Con la morte di Mario Vargas Llosa si spegne non soltanto un grande scrittore, ma una voce irrinunciabile della modernità letteraria, una coscienza acuta, quasi tagliente, che ha saputo raccontare la storia del Sudamerica come se fosse un teatro di fantasmi e passioni, di inganni politici e desideri inconfessabili. Nato ad Arequipa, in Perù, il 28 marzo del 1936, Vargas Llosa è cresciuto nel cuore inquieto del continente latinoamericano, un luogo in cui la vita è sempre più intensa della finzione, e proprio per questo reclama romanzi che siano più veri del reale.
Figlio di una famiglia divisa, educato dapprima in ambienti borghesi e poi nella rigida disciplina delle scuole militari, Vargas Llosa ha trovato presto nella letteratura una forma di evasione e rivolta, un’arma contro le costrizioni della società e le ipocrisie del potere.
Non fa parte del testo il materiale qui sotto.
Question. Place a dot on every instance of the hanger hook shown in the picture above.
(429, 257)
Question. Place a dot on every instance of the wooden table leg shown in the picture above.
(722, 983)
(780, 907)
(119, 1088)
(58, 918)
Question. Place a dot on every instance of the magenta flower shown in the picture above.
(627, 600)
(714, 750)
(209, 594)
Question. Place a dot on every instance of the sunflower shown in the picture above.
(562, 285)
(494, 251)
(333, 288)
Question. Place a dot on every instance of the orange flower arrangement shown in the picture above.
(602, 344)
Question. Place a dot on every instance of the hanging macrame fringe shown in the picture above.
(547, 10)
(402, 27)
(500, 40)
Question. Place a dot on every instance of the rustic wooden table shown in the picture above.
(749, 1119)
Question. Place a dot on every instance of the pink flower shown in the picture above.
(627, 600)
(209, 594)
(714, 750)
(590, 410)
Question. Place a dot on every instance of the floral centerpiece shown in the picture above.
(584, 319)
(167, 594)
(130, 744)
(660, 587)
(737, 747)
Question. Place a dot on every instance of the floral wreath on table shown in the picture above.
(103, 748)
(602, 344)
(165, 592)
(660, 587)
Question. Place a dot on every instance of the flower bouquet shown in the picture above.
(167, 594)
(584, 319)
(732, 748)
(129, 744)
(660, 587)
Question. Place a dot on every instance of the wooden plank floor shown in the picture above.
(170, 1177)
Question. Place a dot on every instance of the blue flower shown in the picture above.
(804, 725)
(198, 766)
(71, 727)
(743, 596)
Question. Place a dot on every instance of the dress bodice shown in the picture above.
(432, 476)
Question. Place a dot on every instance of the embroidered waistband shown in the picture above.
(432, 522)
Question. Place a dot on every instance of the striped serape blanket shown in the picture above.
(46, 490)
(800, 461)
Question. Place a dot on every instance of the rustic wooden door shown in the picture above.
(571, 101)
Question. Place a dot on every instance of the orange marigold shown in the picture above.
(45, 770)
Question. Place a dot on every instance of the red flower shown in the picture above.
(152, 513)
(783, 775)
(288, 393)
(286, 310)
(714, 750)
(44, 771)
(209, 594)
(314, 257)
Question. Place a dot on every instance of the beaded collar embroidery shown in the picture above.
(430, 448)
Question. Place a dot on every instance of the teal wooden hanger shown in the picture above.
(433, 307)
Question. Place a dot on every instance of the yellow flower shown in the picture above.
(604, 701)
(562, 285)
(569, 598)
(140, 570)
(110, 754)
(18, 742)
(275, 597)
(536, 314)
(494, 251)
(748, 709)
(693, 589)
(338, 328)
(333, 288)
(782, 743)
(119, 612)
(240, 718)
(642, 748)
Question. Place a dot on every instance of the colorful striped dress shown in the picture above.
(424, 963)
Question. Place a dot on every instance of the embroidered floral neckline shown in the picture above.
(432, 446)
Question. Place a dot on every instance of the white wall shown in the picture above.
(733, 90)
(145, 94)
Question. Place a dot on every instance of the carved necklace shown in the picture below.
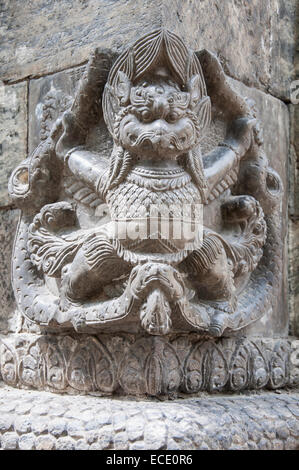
(159, 179)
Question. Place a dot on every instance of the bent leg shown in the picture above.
(95, 265)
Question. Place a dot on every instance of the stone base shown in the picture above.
(44, 421)
(136, 365)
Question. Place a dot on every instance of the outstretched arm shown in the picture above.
(86, 166)
(225, 158)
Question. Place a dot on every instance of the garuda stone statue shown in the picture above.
(148, 233)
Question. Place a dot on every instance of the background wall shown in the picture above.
(45, 43)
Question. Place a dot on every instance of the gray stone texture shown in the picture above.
(8, 225)
(276, 146)
(13, 132)
(255, 39)
(259, 421)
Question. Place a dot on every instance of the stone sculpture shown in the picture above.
(157, 109)
(86, 256)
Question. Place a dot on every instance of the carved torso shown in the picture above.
(156, 107)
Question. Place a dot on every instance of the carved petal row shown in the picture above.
(138, 366)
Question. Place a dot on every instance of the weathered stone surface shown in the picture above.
(13, 132)
(50, 40)
(185, 366)
(8, 225)
(293, 241)
(48, 98)
(255, 39)
(294, 275)
(185, 178)
(265, 421)
(276, 145)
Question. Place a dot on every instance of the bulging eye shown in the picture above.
(172, 117)
(146, 115)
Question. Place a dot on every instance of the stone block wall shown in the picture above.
(45, 45)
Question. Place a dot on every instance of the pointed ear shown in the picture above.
(122, 88)
(194, 89)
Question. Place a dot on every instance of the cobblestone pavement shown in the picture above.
(44, 421)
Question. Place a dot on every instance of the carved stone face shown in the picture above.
(159, 122)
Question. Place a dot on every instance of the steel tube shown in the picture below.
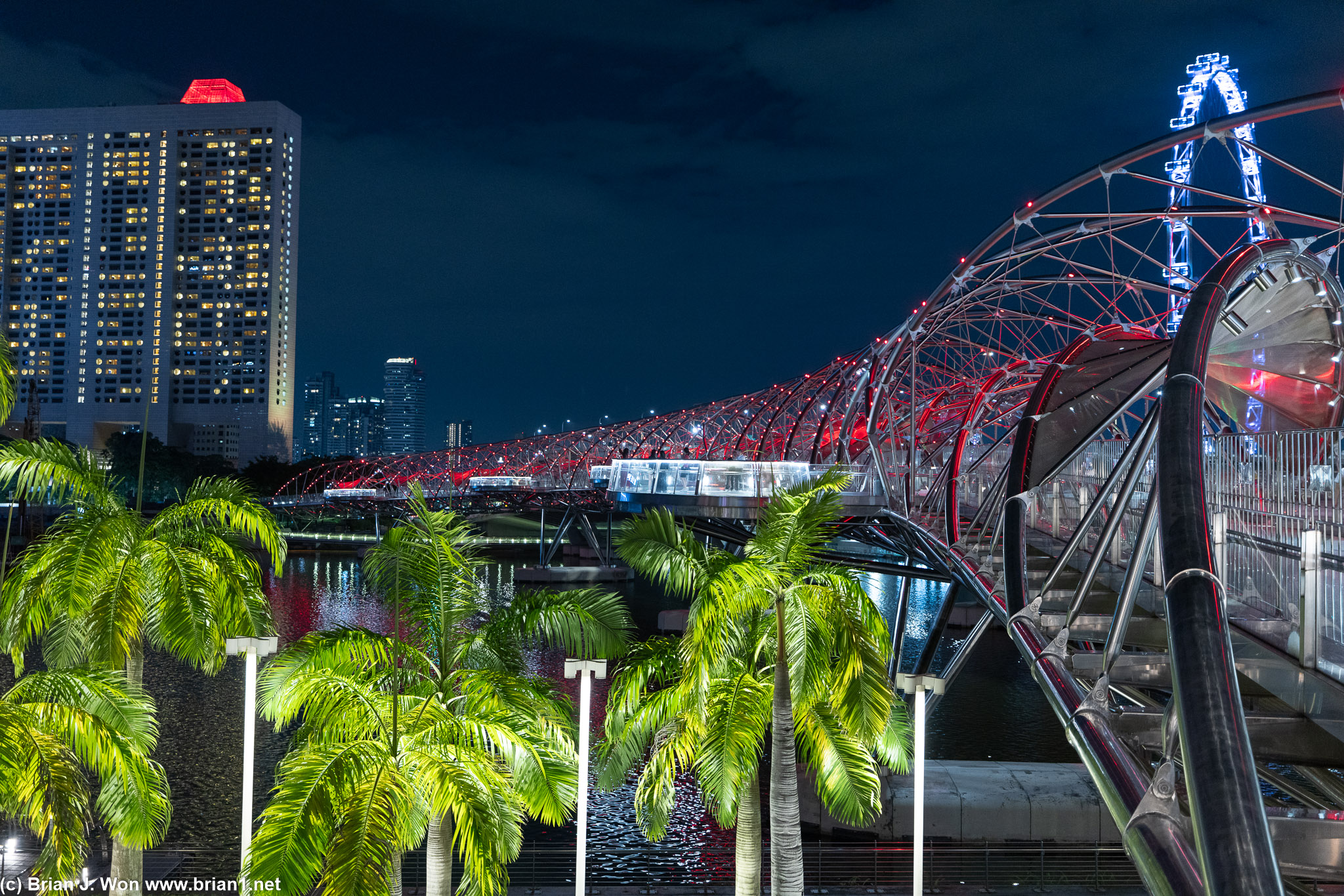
(1236, 851)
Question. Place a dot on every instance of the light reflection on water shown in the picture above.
(994, 711)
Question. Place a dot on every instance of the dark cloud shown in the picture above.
(588, 207)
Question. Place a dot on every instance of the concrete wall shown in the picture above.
(986, 801)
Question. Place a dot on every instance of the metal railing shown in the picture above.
(1277, 510)
(855, 866)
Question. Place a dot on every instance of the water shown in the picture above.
(994, 711)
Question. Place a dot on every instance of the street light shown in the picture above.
(918, 685)
(582, 668)
(9, 849)
(253, 648)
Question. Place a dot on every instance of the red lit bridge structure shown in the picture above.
(1117, 425)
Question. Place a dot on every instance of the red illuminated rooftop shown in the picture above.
(213, 91)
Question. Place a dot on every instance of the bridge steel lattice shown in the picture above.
(1019, 421)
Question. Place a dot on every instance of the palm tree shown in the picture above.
(54, 727)
(807, 625)
(445, 708)
(673, 724)
(104, 580)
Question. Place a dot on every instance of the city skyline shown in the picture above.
(754, 161)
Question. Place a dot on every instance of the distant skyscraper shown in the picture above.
(150, 257)
(320, 394)
(365, 426)
(456, 434)
(404, 406)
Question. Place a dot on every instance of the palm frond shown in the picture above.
(586, 622)
(846, 774)
(51, 472)
(737, 716)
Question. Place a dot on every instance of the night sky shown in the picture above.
(570, 209)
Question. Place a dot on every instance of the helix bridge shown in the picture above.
(1117, 425)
Ha studiato Lettere e Diritto a Lima, poi si è trasferito a Madrid e infine a Parigi, dove ha iniziato a vivere pienamente quella condizione dell’intellettuale nomade, sospeso tra le lingue, le idee, i disinganni della storia.
La consacrazione arriva con La ciudad y los perros (1963), tradotto in Italia come La città e i cani, romanzo feroce e implacabile ambientato in un collegio militare, dove la brutalità dell’educazione si fa metafora del potere e della società peruviana. Il libro scandalizza, divide, conquista. È l’inizio di un percorso che porterà Vargas Llosa a scrivere alcuni dei romanzi più importanti del secondo Novecento: La casa verde, Conversazione nella Catedral, Zia Giulia e lo scribacchino, La guerra della fine del mondo, La festa del caprone — ognuno di questi libri è una sfida lanciata alla realtà, una indagine nelle viscere del potere, della religione, dell’amore, della violenza. I suoi personaggi vivono sempre sul crinale, tra illusione e abisso.
Ma Vargas Llosa non è stato soltanto romanziere. È stato saggista, giornalista, polemista politico, candidato alla presidenza del Perù nel 1990, e osservatore attento dei processi storici che hanno attraversato l’America Latina e l’Europa. Il suo pensiero si è fatto via via sempre più liberale, in senso classico: un’adesione alla democrazia rappresentativa, alla libertà individuale, alla tolleranza, che lo ha spesso reso impopolare in certi ambienti intellettuali. Ma Vargas Llosa ha sempre scelto l’impopolarità alla comodità. Credeva nella letteratura come in una vocazione etica, come in un dovere: non servire i potenti, ma raccontare la verità.
Nel 2010 ha ricevuto il Premio Nobel per la Letteratura. L’Accademia di Svezia ha voluto riconoscere in lui “la cartografia del potere e le immagini taglienti della resistenza dell’individuo, della rivolta e della sconfitta”. È una definizione perfetta. Vargas Llosa non ha mai celebrato la vittoria. Ha raccontato, piuttosto, l’uomo che lotta anche quando sa che perderà. E in questa lotta, forse, c’è la forma più alta della libertà.
Ora che se n’è andato, resta la sua voce. Una voce severa, limpida, implacabile. Una voce che non adulava, non consolava, ma interrogava, come fanno i grandi scrittori. E oggi che il mondo è sempre più pieno di rumori, quella voce che si spegne somiglia a un silenzio pesante, profondo. Come quello che scende dopo una verità scomoda, e bellissima.